Cox began the season as the starter for the third season for the Tigers in 2007. Prior to the season, Cox was one of 35 quarterbacks named to the 2007 Manning Award Watch List. For much of the 2007 season, Cox struggled to find consistency behind an offensive line starting three freshmen. He was briefly benched in favor of true freshman quarterback Kodi Burns during the Mississippi State game. Cox rebounded from being benched to lead Auburn to victories over undefeated Florida, Arkansas and Alabama.

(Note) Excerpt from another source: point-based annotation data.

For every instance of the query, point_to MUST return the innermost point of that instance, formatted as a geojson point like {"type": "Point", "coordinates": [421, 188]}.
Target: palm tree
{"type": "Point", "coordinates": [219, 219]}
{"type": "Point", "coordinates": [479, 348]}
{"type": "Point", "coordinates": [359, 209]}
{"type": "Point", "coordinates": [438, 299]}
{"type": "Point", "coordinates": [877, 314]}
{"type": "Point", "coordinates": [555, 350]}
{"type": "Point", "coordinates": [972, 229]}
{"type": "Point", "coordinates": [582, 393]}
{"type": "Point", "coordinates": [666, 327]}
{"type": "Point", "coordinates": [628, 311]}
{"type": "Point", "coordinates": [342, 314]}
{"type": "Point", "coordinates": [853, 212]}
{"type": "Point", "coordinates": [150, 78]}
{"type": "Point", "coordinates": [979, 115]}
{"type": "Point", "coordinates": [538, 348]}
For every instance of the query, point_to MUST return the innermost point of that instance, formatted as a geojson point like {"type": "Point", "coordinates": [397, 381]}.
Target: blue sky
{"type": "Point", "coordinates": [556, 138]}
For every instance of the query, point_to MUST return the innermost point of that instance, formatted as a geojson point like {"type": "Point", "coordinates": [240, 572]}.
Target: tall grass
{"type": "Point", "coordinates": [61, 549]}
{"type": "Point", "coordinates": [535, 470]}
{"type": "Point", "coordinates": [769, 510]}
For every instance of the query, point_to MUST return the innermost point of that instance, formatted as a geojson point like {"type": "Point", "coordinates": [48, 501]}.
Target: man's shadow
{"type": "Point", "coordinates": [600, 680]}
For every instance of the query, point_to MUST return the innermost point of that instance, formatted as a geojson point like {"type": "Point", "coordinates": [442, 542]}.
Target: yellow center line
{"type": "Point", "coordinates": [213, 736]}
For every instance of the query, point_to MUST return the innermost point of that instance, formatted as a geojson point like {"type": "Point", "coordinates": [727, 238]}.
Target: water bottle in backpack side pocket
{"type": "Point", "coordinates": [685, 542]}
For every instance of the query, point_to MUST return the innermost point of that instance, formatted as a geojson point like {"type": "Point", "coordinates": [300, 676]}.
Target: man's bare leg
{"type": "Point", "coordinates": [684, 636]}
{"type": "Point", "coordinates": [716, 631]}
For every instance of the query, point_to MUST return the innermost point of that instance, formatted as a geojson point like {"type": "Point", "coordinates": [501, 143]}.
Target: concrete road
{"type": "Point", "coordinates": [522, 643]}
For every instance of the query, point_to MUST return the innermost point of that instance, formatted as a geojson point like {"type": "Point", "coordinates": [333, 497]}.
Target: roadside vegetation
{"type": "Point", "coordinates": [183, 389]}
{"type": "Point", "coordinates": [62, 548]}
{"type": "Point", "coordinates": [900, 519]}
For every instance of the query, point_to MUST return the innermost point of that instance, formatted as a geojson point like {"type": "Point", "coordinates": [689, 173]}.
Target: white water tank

In winning the 2007 Iron Bowl over Alabama, 17–10, the team set a school record with six consecutive wins over its rival. Cox became only the second Auburn quarterback to be 3–0 against Alabama, with his predecessor, Jason Campbell, being the other quarterback to record this feat.

Cox's last win came in the 2007 Chick-fil-A Bowl when he led Auburn past Clemson, 23–20 (OT). Cox completed a career-high 25 passes, but it was Burns who ended the game with a touchdown run in overtime.

Cox finished the regular season of his senior year with a 117.58 passer rating. As of the 2007 Iron Bowl, Cox had 6,748 career passing yards, a 59.12% completion percentage (525/888), 42 touchdowns on 31 interceptions for a career NCAA passer rating of 131.58.

After leaving Auburn with a business administration degree, Cox became an account manager for Ready Mix USA. He later worked in the construction industry, serving as commercial leasing associate for Daniel Corporation and later the Director of Business Development for Hoar Construction.